Sizin vicdanınızın sızladığını ben fark ediyorum. Saygıdeğer milletvekilleri, AK PARTİ’nin milletvekilleri; vicdanınızın sızladığına ben eminim, biliyorum. Lütfen “Artık yeter!” deyin buna. Ben söylüyorum, OHAL’in niye var olduğunu beraberce isterseniz konuşalım Sayın Bostancı. OHAL niye var? İşte bunları konuşamayalım, konuşmayalım diye var.

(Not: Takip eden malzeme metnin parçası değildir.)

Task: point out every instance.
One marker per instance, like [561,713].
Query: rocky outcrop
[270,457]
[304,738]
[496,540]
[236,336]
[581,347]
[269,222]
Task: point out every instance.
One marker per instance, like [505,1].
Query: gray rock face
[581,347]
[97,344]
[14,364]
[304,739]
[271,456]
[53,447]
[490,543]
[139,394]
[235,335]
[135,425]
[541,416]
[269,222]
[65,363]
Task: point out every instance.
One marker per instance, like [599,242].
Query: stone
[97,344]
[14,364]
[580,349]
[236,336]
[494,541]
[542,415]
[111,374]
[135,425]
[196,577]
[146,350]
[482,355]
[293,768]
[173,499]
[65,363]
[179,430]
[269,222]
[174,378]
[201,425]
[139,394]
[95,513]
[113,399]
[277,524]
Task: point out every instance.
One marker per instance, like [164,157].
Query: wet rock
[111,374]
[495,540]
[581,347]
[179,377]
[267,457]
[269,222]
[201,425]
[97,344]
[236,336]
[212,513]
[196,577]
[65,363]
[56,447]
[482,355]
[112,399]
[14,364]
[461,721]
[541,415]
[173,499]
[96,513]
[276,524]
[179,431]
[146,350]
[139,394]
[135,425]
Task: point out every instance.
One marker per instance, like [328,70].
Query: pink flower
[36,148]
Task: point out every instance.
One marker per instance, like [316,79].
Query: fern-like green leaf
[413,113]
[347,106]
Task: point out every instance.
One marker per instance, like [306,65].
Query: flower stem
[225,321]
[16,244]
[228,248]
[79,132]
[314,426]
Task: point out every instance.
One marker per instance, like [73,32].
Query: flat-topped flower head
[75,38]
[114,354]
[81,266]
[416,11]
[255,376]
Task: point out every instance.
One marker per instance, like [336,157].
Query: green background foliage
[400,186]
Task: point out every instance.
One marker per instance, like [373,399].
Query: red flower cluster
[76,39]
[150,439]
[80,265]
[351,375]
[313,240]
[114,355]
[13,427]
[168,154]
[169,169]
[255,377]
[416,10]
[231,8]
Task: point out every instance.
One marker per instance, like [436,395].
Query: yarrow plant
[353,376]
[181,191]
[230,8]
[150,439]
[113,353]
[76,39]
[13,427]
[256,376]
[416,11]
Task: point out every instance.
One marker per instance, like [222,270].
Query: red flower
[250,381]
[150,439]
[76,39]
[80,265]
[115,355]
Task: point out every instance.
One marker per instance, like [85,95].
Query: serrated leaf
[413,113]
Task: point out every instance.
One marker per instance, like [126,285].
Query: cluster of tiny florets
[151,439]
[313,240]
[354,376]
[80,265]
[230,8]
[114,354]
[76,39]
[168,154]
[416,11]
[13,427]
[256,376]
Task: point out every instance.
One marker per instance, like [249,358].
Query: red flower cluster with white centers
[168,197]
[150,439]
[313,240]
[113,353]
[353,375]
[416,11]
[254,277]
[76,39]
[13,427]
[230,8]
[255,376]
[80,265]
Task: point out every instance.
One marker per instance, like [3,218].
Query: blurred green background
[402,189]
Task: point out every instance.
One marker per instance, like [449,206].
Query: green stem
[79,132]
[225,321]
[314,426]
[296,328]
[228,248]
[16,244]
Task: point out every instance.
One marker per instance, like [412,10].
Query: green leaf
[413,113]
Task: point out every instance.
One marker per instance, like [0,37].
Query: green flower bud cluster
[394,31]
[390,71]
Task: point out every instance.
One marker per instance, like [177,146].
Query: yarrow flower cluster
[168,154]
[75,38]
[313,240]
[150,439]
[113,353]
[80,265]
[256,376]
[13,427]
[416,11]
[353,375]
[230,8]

İstanbul’da 6 tane metro ihalesi verdiniz, günlerce mücadele etti Cumhuriyet Halk Partisi, bize söylemediğiniz kalmadı; 6 metroyu iptal ettiniz. Cumhuriyet Halk Partisi sayesinde 1,3 milyar lira vatandaşın cebinde kaldı, İstanbul Büyükşehir Belediyesinin cebinde kaldı. Niye çıkıp da “Evet, Cumhuriyet Halk Partisi doğru muhalefet yaptı. Helal olsun Cumhuriyet Halk Partisine, kutluyoruz. Biz de gereğini yaptık.” deme gereği duymadınız? İstiyorsunuz ya, hani “olumlu muhalefet” diyorsunuz; daha ne söyleyelim size?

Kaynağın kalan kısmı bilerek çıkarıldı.